If there is anything
horrid that an examination DIDn't do to Elizabeth Ann, I have yet to
hear of it. It began years ago, before ever she went to school, when she
heard Aunt Frances talking about how SHE had dreaded examinations when
she was a child, and how they dried up her mouth and made her ears ring
and her head ache and her knees get all weak and her mind a perfect
blank, so that she didn't know what two and two made. Of course
Elizabeth Ann didn't feel ALL those things right off at her first
examination, but by the time she had had several and had rushed to tell
Aunt Frances about how awful they were and the two of them had
sympathized with one another and compared symptoms and then wept about
her resulting low marks, why, she not only had all the symptoms Aunt
Frances had ever had, but a good many more of her own invention.

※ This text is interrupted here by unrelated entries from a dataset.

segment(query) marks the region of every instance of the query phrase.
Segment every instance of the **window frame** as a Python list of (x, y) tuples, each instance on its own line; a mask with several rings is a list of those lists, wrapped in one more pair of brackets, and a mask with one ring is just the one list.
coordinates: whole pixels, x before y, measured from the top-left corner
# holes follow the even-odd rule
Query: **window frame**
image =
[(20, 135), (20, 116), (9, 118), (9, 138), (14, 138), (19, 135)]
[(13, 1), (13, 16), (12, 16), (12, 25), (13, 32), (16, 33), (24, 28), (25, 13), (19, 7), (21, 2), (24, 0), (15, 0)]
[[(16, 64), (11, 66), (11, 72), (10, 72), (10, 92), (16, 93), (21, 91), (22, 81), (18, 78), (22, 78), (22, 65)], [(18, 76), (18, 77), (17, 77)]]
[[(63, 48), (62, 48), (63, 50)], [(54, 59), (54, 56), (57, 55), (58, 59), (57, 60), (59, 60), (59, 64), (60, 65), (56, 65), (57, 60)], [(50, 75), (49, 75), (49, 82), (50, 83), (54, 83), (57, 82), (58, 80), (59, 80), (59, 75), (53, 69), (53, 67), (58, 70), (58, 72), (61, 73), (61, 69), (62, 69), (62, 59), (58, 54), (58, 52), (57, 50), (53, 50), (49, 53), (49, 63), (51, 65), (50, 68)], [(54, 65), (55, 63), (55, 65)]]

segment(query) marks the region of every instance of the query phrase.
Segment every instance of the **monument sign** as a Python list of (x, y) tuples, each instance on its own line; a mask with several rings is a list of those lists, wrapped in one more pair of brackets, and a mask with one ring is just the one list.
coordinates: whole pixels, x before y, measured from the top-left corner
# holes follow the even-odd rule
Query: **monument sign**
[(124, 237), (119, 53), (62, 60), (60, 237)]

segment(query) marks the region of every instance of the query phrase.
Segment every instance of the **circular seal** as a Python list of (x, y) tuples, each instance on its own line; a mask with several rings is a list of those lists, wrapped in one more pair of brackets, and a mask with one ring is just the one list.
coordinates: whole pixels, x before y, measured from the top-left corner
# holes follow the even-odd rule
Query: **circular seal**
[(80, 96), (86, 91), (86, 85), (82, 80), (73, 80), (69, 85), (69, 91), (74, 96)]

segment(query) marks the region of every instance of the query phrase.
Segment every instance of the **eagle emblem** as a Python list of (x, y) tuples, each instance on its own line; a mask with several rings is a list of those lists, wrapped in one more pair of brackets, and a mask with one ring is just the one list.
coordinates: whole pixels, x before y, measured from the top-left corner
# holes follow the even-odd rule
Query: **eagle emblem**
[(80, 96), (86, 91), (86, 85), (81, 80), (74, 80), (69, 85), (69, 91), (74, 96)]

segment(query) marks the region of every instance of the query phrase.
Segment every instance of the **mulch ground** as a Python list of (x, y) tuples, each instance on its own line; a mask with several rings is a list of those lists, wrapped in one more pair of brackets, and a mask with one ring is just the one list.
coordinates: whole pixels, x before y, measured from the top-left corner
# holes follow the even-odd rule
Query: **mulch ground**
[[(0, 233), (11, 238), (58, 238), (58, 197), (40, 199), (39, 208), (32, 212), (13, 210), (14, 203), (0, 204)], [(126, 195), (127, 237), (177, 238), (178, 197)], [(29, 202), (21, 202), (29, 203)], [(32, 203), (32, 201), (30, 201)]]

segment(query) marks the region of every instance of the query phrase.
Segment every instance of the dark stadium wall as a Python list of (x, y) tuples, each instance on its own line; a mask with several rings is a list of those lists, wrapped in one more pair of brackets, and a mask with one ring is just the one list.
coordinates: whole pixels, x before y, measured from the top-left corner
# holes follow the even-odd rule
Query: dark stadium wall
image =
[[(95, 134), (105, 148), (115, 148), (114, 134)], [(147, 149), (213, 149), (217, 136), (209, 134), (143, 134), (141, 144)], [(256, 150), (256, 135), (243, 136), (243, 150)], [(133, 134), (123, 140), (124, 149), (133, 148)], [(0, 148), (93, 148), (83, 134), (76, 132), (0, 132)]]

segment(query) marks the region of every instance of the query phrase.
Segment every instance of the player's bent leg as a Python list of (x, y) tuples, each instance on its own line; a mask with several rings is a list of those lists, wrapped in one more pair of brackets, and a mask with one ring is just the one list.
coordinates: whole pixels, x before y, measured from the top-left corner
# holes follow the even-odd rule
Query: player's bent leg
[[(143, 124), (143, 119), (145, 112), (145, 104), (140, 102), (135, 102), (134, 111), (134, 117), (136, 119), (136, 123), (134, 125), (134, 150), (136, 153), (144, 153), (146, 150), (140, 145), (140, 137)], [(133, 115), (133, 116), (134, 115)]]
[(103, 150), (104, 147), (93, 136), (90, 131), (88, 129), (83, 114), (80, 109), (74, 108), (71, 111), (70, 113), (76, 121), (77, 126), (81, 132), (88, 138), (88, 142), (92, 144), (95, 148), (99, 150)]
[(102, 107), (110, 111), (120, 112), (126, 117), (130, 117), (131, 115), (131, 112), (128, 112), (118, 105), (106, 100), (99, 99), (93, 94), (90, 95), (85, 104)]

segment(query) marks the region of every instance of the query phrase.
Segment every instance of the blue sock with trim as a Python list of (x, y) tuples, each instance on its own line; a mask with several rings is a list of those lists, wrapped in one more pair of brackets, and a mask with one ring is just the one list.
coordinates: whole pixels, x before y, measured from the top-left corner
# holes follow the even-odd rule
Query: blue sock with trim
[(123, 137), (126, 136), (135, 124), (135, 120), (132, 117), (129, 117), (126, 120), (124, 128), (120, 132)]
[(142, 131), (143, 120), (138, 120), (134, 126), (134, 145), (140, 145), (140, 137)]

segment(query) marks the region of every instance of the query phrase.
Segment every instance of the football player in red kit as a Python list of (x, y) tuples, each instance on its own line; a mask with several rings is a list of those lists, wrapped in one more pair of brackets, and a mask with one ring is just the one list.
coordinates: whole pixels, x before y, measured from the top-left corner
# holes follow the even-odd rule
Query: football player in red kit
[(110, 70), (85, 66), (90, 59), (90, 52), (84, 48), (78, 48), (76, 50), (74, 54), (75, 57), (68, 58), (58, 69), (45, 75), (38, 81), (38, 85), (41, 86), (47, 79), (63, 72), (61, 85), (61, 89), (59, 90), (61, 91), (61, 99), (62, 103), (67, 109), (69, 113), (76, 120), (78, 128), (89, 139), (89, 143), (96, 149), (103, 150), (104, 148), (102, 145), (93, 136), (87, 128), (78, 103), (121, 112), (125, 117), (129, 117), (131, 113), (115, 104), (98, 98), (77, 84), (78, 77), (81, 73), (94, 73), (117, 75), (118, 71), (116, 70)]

Well, she had had them all and had them hard this afternoon, when the
Superintendent was there. Her mouth had gone dry and her knees had
shaken and her elbows had felt as though they had no more bones in them
than so much jelly, and her eyes had smarted, and oh, what answers she
had made! That dreadful tight panic had clutched at her throat whenever
the Superintendent had looked at her, and she had disgraced herself ten
times over. She went hot and cold to think of it, and felt quite sick
with hurt vanity. She who did so well every day and was so much looked
up to by her classmates, what MUST they be thinking of her! To tell the
truth, she had been crying as she walked along through the woods,
because she was so sorry for herself.